タコパは滞りなく進み皆でケーキを食べている。
「これ颯が作ったのか女子力高すぎだろ、そりゃモテるのも頷けるわ」
「別にモテてないから、そもそも皆俺がこんなに料理をするなんてしらないでしょ」
それもそうだななんて璃久は言っている。そして俺と桜がキッチンでも話していた文化祭の話題に移っていった。
「俺たちがやるのって『白雪姫』だったよな?」
「そうだよ、自分たちのクラスのやることくらい覚えとけよ」
「キャスト決めてる時の颯は大変そうだったな〜」
「そうだね、全力で否定してるの面白かったな〜私は結局やることになっちゃった、けどね」
真理愛は白雪姫役でクラスの皆が異議なしと一発で決まったのだ。
俺は璃久からは邪推され、クラスの女子からは説き伏せられそうになったが、担任が助けてくれた。

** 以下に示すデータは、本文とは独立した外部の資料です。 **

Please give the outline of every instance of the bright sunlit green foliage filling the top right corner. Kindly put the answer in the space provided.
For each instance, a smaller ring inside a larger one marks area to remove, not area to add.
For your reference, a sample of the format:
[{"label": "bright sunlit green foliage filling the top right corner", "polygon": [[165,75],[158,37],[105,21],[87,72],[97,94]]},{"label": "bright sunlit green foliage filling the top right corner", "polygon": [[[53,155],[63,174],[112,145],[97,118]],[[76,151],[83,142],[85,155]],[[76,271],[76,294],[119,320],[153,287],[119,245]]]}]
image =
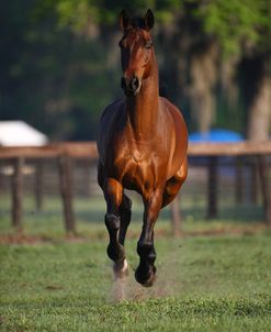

あの時ばかりは感謝せざるを得なかったのはいい思い出だ。
「璃久いいのか?お前の彼女が違うやつに唇奪われるぞ」
軽く笑いながら冗談交じりにそう聞く。
「別に本当にする訳じゃないし〜真理愛は俺のだし〜」
そう言って二人で目を見合わせてニコニコとしている。
桜はそんな光景を羨ましいそうに見ていた。
俺が「桜?」と声をかけると驚いたように一瞬身体を震わせて「何かな?」と聞いてきた。
「ボーっとしてるように見えただけだよ」
桜の頬はほんのりと赤くなっていた。
璃久と真理愛に当てられてしまったんだろう。
俺も二人の仲睦まじい所を見てるだけでなんだかいたたまれない気持ちになる。
その後も、俺達は真理愛と璃久のイチャイチャを見せつけられて自分の家なのに自分がいていいのかと何度も思わせられることとなった。
とても濃密な時間を過ごし時間は九時を回ろうかというくらいになった。
「そろそろお開きだな」
そういうと璃久は物足りなさそうな視線を向けてくるがこれ以上イチャイチャを見せつけられていると変な気分になりそうなので無理やり止めた。
皆帰る準備をし始めた所で俺はある事を思い出しそれを璃久に伝える。
「あ、璃久、俺来週から部活始めることにしたから一緒に帰れなくなっちまった。ごめんな」
そう伝えると璃久はあっさりと「分かった」と一言だけ。
そして数秒の空白の後
「ええー!部活!?聞いてねぇよぉ!」ということを大声で言われ耳が痛くなった。